The brand is called Ice Dew ‘Chun Yue,’ or Pure Joy, and a single serving bottle costs $0.32 – just a little more than most other local bottled water brands.
While The Coca-Cola Company has initiatives in many markets to make soda and water bottles more sustainable, the Chun Yue brand is the first created specifically with the goal of charitably helping communities. The entire brand is designed around a cause, with the slogan ‘Drink Good, Do Good, Feel Good.’
The Coca-Cola Company’s concept is bringing clean drinking water to schoolchildren in rural villages where droughts are common, or where people have to walk long distances to reach a water supply.

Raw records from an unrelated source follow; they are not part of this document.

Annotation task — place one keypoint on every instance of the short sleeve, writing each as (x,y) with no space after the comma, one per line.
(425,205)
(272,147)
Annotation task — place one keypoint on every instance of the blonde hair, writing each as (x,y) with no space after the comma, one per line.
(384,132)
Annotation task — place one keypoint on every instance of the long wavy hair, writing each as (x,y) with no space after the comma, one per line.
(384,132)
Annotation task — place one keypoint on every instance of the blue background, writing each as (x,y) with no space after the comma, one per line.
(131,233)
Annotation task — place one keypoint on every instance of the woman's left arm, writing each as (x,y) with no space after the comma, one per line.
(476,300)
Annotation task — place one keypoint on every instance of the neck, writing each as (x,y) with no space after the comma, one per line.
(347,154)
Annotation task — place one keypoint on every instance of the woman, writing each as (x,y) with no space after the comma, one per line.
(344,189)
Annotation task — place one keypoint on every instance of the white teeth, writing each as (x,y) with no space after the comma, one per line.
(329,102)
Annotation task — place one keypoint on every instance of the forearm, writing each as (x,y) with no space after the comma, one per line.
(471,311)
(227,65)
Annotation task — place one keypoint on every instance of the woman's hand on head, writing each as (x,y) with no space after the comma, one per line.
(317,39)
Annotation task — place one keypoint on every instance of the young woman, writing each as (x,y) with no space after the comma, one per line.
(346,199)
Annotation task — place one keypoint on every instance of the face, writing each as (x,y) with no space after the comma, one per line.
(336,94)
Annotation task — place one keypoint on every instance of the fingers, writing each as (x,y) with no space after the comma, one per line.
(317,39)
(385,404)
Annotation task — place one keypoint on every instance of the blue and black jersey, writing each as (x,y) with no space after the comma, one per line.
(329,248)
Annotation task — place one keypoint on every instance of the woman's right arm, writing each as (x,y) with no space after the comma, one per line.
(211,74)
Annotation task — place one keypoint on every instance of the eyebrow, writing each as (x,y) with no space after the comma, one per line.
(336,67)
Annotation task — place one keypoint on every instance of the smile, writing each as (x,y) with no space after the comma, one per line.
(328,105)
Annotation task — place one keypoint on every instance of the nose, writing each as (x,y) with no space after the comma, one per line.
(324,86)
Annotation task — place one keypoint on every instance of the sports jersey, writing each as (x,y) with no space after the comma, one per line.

The company says more than 50 schools are already being supplied, and it plans constant expansion. It has paired with prominent local non-governmental aid group One Foundation.
Ice Dew targets Chinese millennials who are concerned about societal issues and share their views on social media.
Socially conscious brands are not as present in China as in some other markets. Coca-Cola saw an opening to do something innovative, especially since the water category is ‘pretty generic’ in China, said Pratik Thakar, The Coca-Cola Company vice president-Asia Pacific for creative and content excellence.
“This is the right category because water impacts everyone – you can sell it as a commodity, like ‘Water is water, at the end of day,’ or you can say, ‘Water is so precious, some people call it transparent gold,” he said.
While bottled water may be seen as an eco-unfriendly luxury in the United States, people in China increasingly view it as a necessity for their health because water pollution is constantly in the news.
Coca-Cola already sells a water product called Ice Dew in China. According to Euromonitor, it had a 6% share of the market in 2013 and was the No 5 brand in China, behind several local brands.